Steve asks if this rule covers a derivation of a private type with a full type that is an array. Randy says that the existing rule for containers does not seem to cover that case, so there seems to be a problem. He thinks it would be best to handle that in a separate AI (since it seems to come up in at least two cases). Steve is given an action item to create an AI to explore this question.
[Editor's note: If the full type (in this case, the array-ness) of the parent type is never visible for the derived type, then there is no problem – there can be no conflict between the predefined operations (which are not available for the derived type anywhere) and the user-defined ones. But if there is a place where the full type becomes visible (as can happen in child units), then a late check would be required. Note that such a check doesn't break privacy, as it would only be applied in cases where the full type is visible anyway. Not sure if such a check already occurs in other cases in the language (that seems likely); if so we'd like to use similar wording. Steve will have to figure that out.]
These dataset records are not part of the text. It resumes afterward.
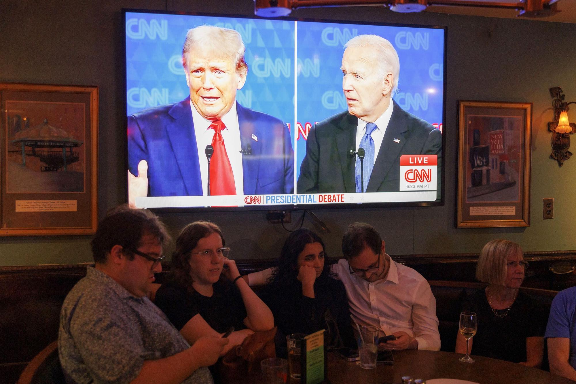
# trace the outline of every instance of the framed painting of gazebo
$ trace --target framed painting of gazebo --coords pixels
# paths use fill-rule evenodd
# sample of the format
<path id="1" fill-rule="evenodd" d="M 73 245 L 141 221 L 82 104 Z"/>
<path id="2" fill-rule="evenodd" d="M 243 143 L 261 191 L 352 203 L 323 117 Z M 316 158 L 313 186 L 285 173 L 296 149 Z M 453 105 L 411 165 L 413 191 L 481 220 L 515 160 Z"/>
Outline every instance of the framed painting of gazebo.
<path id="1" fill-rule="evenodd" d="M 97 224 L 98 88 L 0 84 L 0 236 Z"/>

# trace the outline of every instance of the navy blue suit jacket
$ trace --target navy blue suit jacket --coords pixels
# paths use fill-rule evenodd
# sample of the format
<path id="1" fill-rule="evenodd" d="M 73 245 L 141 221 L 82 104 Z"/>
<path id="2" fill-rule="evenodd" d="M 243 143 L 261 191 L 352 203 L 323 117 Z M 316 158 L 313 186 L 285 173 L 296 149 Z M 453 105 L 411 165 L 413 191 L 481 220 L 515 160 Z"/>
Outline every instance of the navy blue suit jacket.
<path id="1" fill-rule="evenodd" d="M 403 155 L 437 155 L 439 196 L 442 133 L 430 123 L 392 102 L 394 109 L 366 191 L 399 191 L 400 157 Z M 306 156 L 300 166 L 298 193 L 356 191 L 356 157 L 351 157 L 350 151 L 356 148 L 358 123 L 358 118 L 346 111 L 316 123 L 310 130 L 306 141 Z"/>
<path id="2" fill-rule="evenodd" d="M 294 150 L 286 126 L 237 102 L 236 110 L 242 148 L 252 148 L 251 155 L 242 155 L 244 194 L 293 193 Z M 134 176 L 142 160 L 148 163 L 149 196 L 202 195 L 190 97 L 128 116 L 128 163 Z"/>

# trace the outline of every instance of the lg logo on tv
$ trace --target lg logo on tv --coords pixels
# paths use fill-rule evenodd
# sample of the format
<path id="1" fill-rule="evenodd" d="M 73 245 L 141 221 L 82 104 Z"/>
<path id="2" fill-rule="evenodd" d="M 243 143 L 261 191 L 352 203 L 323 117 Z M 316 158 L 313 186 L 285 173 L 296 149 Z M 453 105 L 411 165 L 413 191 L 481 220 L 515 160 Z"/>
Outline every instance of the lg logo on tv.
<path id="1" fill-rule="evenodd" d="M 421 47 L 425 50 L 427 50 L 430 46 L 430 33 L 398 32 L 394 41 L 399 49 L 409 50 L 414 48 L 415 50 L 419 50 Z"/>
<path id="2" fill-rule="evenodd" d="M 146 36 L 156 40 L 168 38 L 168 21 L 152 19 L 147 21 L 143 18 L 129 18 L 126 20 L 126 36 L 130 39 L 141 40 Z"/>
<path id="3" fill-rule="evenodd" d="M 350 39 L 358 36 L 358 30 L 353 28 L 340 28 L 328 27 L 322 31 L 322 42 L 328 47 L 342 47 Z"/>

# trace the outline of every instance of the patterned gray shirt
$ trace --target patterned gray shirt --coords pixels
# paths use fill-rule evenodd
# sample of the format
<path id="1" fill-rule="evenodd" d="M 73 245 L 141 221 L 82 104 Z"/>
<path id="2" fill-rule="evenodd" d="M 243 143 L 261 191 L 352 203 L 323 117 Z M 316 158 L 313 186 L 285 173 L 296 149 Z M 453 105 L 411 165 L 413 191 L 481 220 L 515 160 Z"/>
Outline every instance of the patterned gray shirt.
<path id="1" fill-rule="evenodd" d="M 58 349 L 70 383 L 128 383 L 144 360 L 167 357 L 189 347 L 148 298 L 134 296 L 92 267 L 62 305 Z M 203 367 L 183 382 L 214 382 Z"/>

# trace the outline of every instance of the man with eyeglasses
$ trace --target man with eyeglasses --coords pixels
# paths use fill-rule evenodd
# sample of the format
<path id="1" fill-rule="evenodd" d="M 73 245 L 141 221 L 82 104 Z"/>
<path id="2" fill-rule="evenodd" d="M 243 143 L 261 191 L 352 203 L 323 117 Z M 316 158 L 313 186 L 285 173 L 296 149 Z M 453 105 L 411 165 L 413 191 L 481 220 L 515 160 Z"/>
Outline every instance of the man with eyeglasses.
<path id="1" fill-rule="evenodd" d="M 344 283 L 352 316 L 361 325 L 379 328 L 380 336 L 397 338 L 381 343 L 382 348 L 439 350 L 436 299 L 430 285 L 415 270 L 391 258 L 373 227 L 348 225 L 342 253 L 344 258 L 331 270 Z M 271 268 L 250 273 L 249 284 L 263 284 L 272 273 Z"/>
<path id="2" fill-rule="evenodd" d="M 391 258 L 373 227 L 363 223 L 348 225 L 342 253 L 344 259 L 332 270 L 344 283 L 352 315 L 361 325 L 379 328 L 381 336 L 397 338 L 381 347 L 440 349 L 436 299 L 430 285 L 415 270 Z"/>
<path id="3" fill-rule="evenodd" d="M 70 291 L 58 332 L 67 382 L 213 383 L 228 338 L 192 347 L 148 299 L 162 270 L 168 235 L 154 214 L 121 206 L 100 223 L 91 242 L 95 265 Z"/>

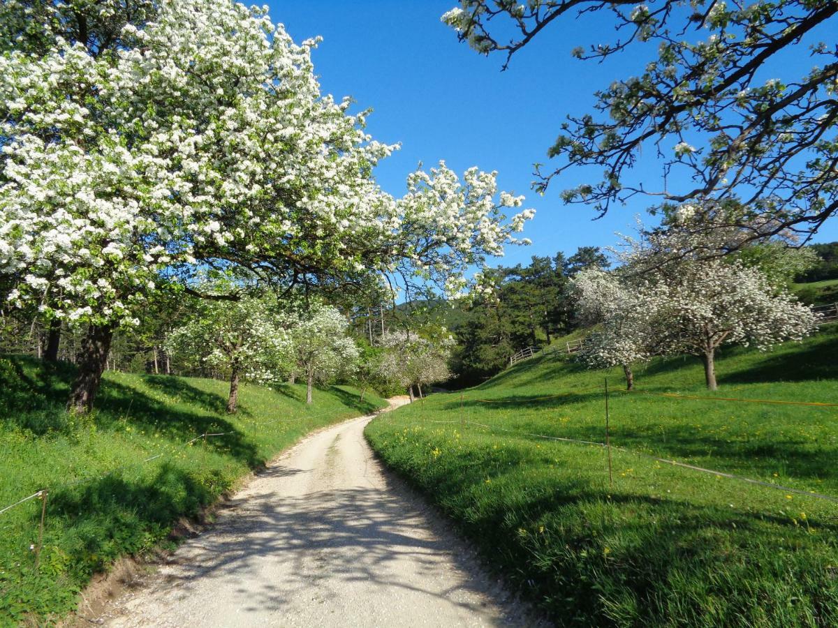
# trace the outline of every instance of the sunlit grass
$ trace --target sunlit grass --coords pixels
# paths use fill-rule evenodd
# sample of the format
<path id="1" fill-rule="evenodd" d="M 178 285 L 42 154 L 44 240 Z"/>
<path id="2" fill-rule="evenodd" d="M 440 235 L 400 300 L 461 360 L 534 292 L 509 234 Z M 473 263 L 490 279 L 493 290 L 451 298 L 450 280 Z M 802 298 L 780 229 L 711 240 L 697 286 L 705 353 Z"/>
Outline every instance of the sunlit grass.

Approve AI with changes: 13-0-1. Jeff abstains.
Gary tries to explain the possible solutions. He had proposed an aspect for access types and discriminants.
Randy suggested a more general proposal, having an aspect that applied to subtypes of (mutable) discriminated types. He notes that we have a long-standing similar issue with subprogram parameters. One has to test whether an object is unconstrained at runtime, as the actual might be constrained. This provides a “tripping hazard” (as Bob might say) if the intent is that the actual is unconstrained.
We agree to pursue the more general proposal.
Randy will write an initial version of the AI for this.